There has been growing speculation that former President Donald Trump will soon be criminally indicted by Georgia's Democratic Fulton County District Attorney Fani Willis for alleged crimes that occurred in the aftermath of the disputed 2020 presidential election.
Reports indicate that Willis, who has been investigating Trump since early 2021, intends to charge Trump under Georgia's racketeering statutes for his role in an alleged vast criminal conspiracy, according to the Conservative Brief.
If the reports are accurate, the Democratic district attorney could unveil a sweeping criminal indictment against the former Republican president as soon as late July or early August.
The Guardian reported this week that DA Willis intends to use Georgia's anti-racketeering laws to go after former President Trump and his associates over their efforts to dispute and purportedly overturn the 2020 election results in that state and elsewhere, per unnamed sources.
Under the state's racketeering statutes, Willis must prove the existence of a criminal "enterprise" by way of establishing a "pattern" of racketeering activity based on two or more "qualifying" crimes which, in this case, could include improperly influencing witnesses and computer trespass.
The influencing witnesses charge would likely be in relation to Trump's infamous Jan. 2, 2021 phone call with Georgia Secretary of State Brad Raffensperger, in which Trump asserted widespread ballot fraud and expressed his desire to "find" the exact number of ballots necessary to overcome the reported margin of victory by President Joe Biden that he wholeheartedly disputed.
As for the computer trespass charge, that is likely in relation to allegations that operatives working on behalf of Trump improperly accessed and obtained data from voting machines in Coffee County as part of their search for evidence of alleged election fraud.
The Guardian noted that Coffee County is obviously outside the normal jurisdiction of the Fulton County DA, but the state's racketeering laws allow prosecutors to go outside of their normal jurisdiction in order to establish the aforementioned "pattern" of alleged criminal activity that is necessary to build a racketeering case.
Indeed, The Washington Post reported in June that Georgia's racketeering law even allows prosecutors to venture outside of the state in search of evidence to fit the pattern, and that is exactly what DA Willis has been doing over the past few months.

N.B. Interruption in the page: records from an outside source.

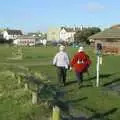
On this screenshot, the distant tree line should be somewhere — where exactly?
[74,27,101,44]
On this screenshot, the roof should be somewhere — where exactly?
[89,25,120,39]
[6,29,23,35]
[17,35,38,39]
[61,27,75,32]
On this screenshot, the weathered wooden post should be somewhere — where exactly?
[52,106,60,120]
[96,55,100,87]
[24,82,28,91]
[32,91,38,104]
[96,43,102,87]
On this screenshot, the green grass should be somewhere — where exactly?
[0,46,120,120]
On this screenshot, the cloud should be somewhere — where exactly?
[82,2,105,12]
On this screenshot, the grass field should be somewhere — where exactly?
[0,45,120,120]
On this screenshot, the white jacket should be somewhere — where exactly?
[53,51,69,69]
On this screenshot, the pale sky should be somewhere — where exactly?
[0,0,120,32]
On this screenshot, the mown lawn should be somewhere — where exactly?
[0,46,120,120]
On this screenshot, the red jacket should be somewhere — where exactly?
[70,52,91,72]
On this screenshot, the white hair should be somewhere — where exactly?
[59,45,65,51]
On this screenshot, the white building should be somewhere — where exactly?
[2,29,23,40]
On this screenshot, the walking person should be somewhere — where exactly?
[53,45,69,86]
[70,47,91,88]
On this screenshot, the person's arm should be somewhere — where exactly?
[70,55,78,67]
[53,54,57,65]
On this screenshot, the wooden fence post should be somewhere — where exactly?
[32,92,38,104]
[25,83,28,90]
[52,106,60,120]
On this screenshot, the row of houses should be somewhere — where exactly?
[47,27,82,42]
[0,29,39,46]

Willis is reportedly probing activities and incidents that occurred in Washington D.C. and several other states, particularly those where former President Trump and his associates mounted concerted challenges against the reported election results, for evidence of any crimes that might fit her case, and while she will most likely not be able to actually charge anybody for those alleged crimes she will be able to cite them as part of the pattern of criminal behavior.
John Malcolm, a former federal prosecutor in Atlanta who now works for the conservative Heritage Foundation, told The Post at that time, "Georgia’s RICO statute is basically two specified criminal acts that have to be part of a pattern of behavior done with the same intent or to achieve a common result or that have distinguishing characteristics."
"That’s it. It’s very broad. That doesn’t mean it’s appropriate to charge a former president, but that also doesn’t mean she can’t do it or won’t do it," he added in reference to DA Willis.
However, just because the county prosecutor apparently has free reign to conduct a nationwide investigation to support the racketeering case she has been building, that by no means suggests that this is a slam-dunk case against the former president, as even the Trump-hating Post acknowledged that Willis was leading an "ambitious" prosecutorial effort that is far from guaranteed to succeed.
The major problem here is that many of the activities and behaviors by Trump and his associates that Willis is scrutinizing as potential crimes are in fact perfectly lawful activities and behaviors following a disputed election or are protected free speech under the First Amendment -- all of which she is seeking to dangerously criminalize as part of a politically motivated effort to criminally prosecute a former president that she disagrees with.